Monday, July 25, 2005

The Realm of the Possible

I imagine many who hold to physicalism or materialism do so at least partly out of respect for Occam’s razor: a reluctance to add substantial new metaphysical entities or processes. And indeed, two of my favorite proposals for improving on physicalism posit not only new processes which enable consciousness, causation and the existence of individuals but they also require an additional realm of being beyond our concrete world: a realm of possibility.

In Whitehead’s process theory, each individual (an “actual occasion”) has two poles. It has a physical pole which contains the objective input from antecedent occasions but it also has a mental pole which is able to draw upon a realm of possibility to finalize its becoming. It subsequently becomes part of the objective input for new occasions. The realm of possibility (which Whitehead considered to be God) is the source of true creativity in the system.

In Gregg Rosenberg’s theory, receptive properties unify and connect effective properties (the ones physics explicates are the effective ones) to create real individuals linked in a causal mesh. Receptive properties have an intrinsically experiential aspect which accounts for the origin of consciousness.

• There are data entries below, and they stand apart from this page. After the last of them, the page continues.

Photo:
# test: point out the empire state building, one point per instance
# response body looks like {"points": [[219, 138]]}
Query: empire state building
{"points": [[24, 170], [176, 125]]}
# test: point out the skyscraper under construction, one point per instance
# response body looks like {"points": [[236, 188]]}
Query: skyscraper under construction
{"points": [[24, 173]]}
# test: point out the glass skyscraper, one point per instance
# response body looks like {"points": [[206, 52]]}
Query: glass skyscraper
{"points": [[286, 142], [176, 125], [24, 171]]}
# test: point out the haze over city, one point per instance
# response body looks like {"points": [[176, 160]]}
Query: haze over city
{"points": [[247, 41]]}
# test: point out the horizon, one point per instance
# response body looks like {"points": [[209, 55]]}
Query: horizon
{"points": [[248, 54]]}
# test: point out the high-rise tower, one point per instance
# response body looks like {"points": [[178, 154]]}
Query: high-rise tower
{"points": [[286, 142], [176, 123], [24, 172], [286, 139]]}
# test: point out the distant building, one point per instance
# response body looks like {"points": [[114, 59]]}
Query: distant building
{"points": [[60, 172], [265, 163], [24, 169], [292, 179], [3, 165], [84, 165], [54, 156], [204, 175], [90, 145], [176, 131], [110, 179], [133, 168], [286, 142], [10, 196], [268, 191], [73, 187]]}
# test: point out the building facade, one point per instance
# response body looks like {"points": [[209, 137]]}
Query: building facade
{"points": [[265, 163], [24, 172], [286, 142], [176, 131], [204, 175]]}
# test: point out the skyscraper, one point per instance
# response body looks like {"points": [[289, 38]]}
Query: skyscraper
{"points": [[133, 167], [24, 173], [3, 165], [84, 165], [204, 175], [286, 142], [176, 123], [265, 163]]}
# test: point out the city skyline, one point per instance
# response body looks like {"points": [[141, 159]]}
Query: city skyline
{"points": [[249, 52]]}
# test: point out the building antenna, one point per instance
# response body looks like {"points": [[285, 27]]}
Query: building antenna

Rosenberg also says that the fact that effective properties have many potential values implies a metaphysical realm of possibility existing along with the concrete world. The structure of receptive properties in essence chooses among the possibilities.

The existence of a realm of possibility is what makes something like free will possible in these systems, which is another benefit. But the cost is high. In addition to our concrete world, whose individuals require at a minimum a dual-aspect nature to fully explain, we also need in additional world which underlies ours: the realm of the possible.

One thing I always fall back on when I worry that this is too extravagant is the fact that physics itself appears to include a realm of possibility. Today's concrete (classical-looking) state of affairs can be seen as arising from a combination of the concrete past plus "choosing" from the realm of (quantum) possibility.

2 comments:

Anonymous said...

Hi Steve, I think QM supports the idea of real possibility beyond using them to calculate probabilities of experimental outcomes. In QM I believe certain deterministic outcomes only occur because of things that did not happen, but could have, downstream or upstream in an experimental situation. Also, some experiments seem to only make sense under the assumption that certain particles are mixtures of possible classical states, meaning they never become "concrete". Though I'm not an expert, I believe these sorts of oddities require unrealized possibilities to explain realized states unless an Everett Relative State style interpretation is accepted.

Steve said...

Thanks Gregg. It's frustrating to me that the potential implications of QM for causality and metaphysics in general seem to remain under-appreciated.